On Fri, Jul 28, 2017 at 01:16:24PM +0100, Dietmar Eggemann wrote:
> >> IIRC the topology you had in mind was MC + DIE level with n (n > 2) DIE
> >> level sched groups.
> > 
> > That'd be a NUMA box?
> 
> I don't think it's NUMA. SD level are MC, DIE w/ # DIE sg's >> 2.
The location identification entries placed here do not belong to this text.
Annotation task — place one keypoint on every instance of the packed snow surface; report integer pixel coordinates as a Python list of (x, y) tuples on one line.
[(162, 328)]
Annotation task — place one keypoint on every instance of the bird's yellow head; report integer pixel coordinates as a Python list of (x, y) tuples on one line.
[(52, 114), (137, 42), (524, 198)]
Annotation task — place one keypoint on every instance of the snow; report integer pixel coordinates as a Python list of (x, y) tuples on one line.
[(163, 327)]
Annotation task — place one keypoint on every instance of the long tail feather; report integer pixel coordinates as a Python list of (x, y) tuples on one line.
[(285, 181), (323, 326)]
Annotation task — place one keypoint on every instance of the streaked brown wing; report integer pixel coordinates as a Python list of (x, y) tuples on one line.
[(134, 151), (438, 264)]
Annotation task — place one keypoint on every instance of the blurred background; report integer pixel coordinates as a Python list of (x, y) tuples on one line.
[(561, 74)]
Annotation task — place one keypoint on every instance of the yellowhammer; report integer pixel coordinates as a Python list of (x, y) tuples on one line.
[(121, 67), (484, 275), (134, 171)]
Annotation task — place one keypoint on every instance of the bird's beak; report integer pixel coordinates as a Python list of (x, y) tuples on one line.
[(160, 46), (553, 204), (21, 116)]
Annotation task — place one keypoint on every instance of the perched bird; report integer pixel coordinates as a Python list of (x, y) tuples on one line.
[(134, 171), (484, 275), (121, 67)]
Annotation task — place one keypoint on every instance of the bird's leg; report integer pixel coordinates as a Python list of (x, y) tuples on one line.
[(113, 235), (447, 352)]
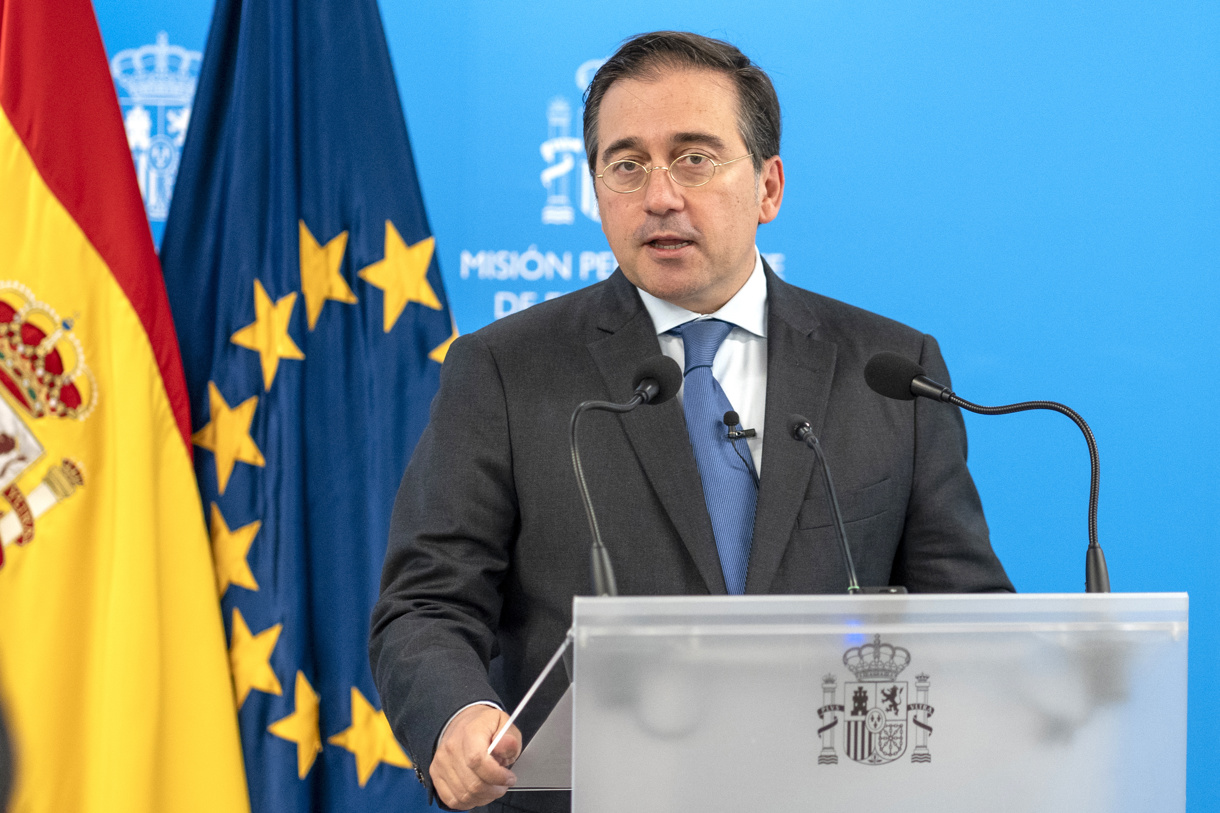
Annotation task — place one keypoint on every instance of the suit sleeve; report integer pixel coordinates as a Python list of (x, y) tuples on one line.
[(946, 545), (455, 516)]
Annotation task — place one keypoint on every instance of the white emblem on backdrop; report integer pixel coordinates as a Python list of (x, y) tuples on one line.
[(156, 84), (565, 153)]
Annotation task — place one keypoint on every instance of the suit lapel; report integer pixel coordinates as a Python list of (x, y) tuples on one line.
[(658, 433), (799, 372)]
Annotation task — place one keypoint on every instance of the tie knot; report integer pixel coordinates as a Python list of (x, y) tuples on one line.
[(700, 339)]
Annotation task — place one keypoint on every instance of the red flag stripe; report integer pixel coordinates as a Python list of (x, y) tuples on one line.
[(40, 40)]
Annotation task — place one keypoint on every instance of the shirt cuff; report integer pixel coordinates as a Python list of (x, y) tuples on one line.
[(495, 706)]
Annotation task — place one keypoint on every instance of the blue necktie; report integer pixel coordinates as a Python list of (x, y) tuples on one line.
[(728, 486)]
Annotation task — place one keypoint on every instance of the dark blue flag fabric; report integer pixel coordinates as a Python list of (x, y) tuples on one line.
[(312, 322)]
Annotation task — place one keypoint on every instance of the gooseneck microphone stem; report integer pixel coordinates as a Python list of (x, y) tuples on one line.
[(896, 376), (1097, 578), (805, 435), (603, 571)]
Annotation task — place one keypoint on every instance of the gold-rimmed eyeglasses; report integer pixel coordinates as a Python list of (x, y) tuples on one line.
[(689, 170)]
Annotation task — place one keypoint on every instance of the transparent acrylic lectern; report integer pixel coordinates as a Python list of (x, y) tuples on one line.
[(913, 703)]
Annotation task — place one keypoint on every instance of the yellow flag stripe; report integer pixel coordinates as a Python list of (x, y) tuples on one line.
[(112, 658)]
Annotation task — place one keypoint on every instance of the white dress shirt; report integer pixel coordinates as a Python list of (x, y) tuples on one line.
[(739, 365), (741, 361)]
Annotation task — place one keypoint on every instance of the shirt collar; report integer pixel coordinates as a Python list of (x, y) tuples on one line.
[(747, 309)]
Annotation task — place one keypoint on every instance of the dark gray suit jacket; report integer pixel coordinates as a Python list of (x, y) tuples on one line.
[(488, 541)]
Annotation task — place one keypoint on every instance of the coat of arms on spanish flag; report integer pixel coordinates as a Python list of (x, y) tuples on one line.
[(114, 675)]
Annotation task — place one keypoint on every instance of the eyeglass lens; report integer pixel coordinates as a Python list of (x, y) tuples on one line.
[(692, 170)]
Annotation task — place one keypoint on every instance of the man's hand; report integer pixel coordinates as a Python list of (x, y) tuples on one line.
[(462, 773)]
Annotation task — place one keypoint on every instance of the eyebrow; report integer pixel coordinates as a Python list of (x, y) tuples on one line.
[(678, 139)]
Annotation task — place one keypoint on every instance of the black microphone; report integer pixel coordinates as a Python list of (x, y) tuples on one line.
[(804, 432), (896, 376), (731, 421), (656, 380)]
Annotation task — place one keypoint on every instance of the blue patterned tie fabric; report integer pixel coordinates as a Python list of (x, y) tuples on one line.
[(728, 486)]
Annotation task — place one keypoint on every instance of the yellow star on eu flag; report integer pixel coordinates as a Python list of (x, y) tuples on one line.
[(403, 275), (320, 272), (227, 436), (250, 659), (229, 549), (439, 352), (301, 726), (269, 332), (370, 739)]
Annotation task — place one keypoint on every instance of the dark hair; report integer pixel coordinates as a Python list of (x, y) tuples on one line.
[(647, 55)]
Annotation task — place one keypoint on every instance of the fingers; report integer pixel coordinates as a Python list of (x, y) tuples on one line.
[(462, 773)]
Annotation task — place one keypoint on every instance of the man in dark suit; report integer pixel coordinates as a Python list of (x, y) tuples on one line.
[(489, 541)]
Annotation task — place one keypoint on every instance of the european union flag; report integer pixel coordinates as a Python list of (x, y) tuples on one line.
[(312, 322)]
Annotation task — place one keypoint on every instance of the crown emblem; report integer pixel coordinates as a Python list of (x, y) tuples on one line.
[(42, 364), (876, 661), (157, 73)]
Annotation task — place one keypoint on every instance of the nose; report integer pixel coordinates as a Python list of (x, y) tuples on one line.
[(660, 193)]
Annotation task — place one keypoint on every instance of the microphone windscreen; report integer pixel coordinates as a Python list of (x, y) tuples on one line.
[(891, 375), (665, 371)]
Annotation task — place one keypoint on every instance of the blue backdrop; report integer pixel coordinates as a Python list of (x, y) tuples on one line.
[(1036, 183)]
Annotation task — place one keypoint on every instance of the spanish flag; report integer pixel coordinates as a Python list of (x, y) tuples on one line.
[(114, 676)]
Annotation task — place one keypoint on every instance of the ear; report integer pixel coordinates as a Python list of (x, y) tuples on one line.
[(770, 189)]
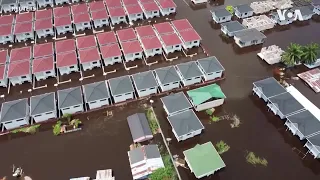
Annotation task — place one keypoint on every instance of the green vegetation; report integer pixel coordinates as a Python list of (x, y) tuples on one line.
[(222, 147), (31, 129), (255, 160)]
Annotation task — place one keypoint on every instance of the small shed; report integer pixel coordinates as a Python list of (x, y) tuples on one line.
[(121, 89), (43, 107), (175, 103), (139, 128), (96, 94), (15, 114), (203, 160), (206, 97), (185, 125), (70, 101), (145, 83), (189, 73), (167, 78), (211, 68)]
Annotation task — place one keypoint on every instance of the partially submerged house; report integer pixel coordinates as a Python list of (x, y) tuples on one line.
[(70, 101), (43, 107), (15, 114), (139, 127), (96, 94), (206, 97), (203, 160), (175, 103), (185, 125)]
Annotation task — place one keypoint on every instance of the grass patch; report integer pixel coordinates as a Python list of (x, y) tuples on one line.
[(255, 160), (222, 147)]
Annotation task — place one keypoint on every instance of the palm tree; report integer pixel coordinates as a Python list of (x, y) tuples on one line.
[(310, 53)]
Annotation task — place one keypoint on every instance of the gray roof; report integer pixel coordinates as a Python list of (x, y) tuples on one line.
[(96, 91), (233, 26), (69, 97), (246, 35), (210, 64), (185, 122), (305, 122), (144, 80), (189, 70), (176, 102), (167, 75), (270, 87), (286, 103), (139, 126), (13, 110), (42, 103), (120, 85)]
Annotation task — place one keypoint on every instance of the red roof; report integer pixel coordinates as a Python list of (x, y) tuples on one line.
[(102, 14), (61, 11), (65, 46), (126, 35), (106, 38), (24, 17), (43, 24), (170, 39), (44, 14), (189, 35), (97, 6), (4, 20), (66, 59), (81, 18), (20, 68), (89, 55), (86, 42), (42, 64), (41, 50), (131, 47), (110, 50), (79, 8), (163, 28), (62, 21), (151, 43), (144, 31), (19, 54)]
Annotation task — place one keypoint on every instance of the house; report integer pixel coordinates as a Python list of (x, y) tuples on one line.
[(185, 125), (203, 160), (43, 107), (189, 73), (167, 7), (70, 101), (175, 103), (111, 54), (248, 37), (206, 97), (145, 83), (221, 15), (211, 68), (121, 89), (89, 58), (14, 114), (67, 62), (144, 160), (139, 127), (96, 94), (243, 11), (268, 88), (167, 78), (229, 28), (131, 50)]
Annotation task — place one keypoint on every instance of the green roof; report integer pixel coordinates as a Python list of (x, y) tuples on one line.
[(203, 159), (201, 95)]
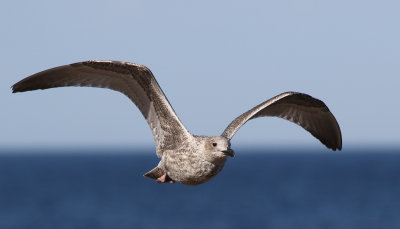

Ah, I can't read. I thought >2 DIEs.

> > So this is 4 * 18 * 2 = 144 cpus:
> 
> Impressive ;-)

Takes forever to boot though :/

> > If I then start a 3rd loop, I see 100% 50%,50%. I then kill the 100%.
> > Then instantly they balance and I get 2x100% back.
> 
> Yeah, could reproduce on IVB-EP (2x10x2).

OK, I have one of those. What should I do, because I didn't actually see
anything odd.

> > Anything else I need to reproduce? (other than maybe a slightly less
> > insane machine :-)
> 
> I guess what Jeff is trying to avoid is that 'busiest->load_per_task'
> lowered to 'sds->avg_load' in case of an imbalanced busiest sg:
> 
>   if (busiest->group_type == group_imbalanced)
>     busiest->load_per_task = min(busiest->load_per_task, sds->avg_load);
> 
> is so low that later fix_small_imbalance() won't be called and
> 'env->imbalance' stays so low that load-balance of on 50% task to the
> now idle cpu won't happen.
> 
>   if (env->imbalance < busiest->load_per_task)
>     fix_small_imbalance(env, sds);
> 
> Having really a lot of otherwise idle DIE sg's helps to keep
> 'sds->avg_load' low in comparison to 'busiest->load_per_task'.

Right, but the whole load_per_task thing is a bit wonky, and since
that's the basis of fix_small_imbalance() I'm very suspect.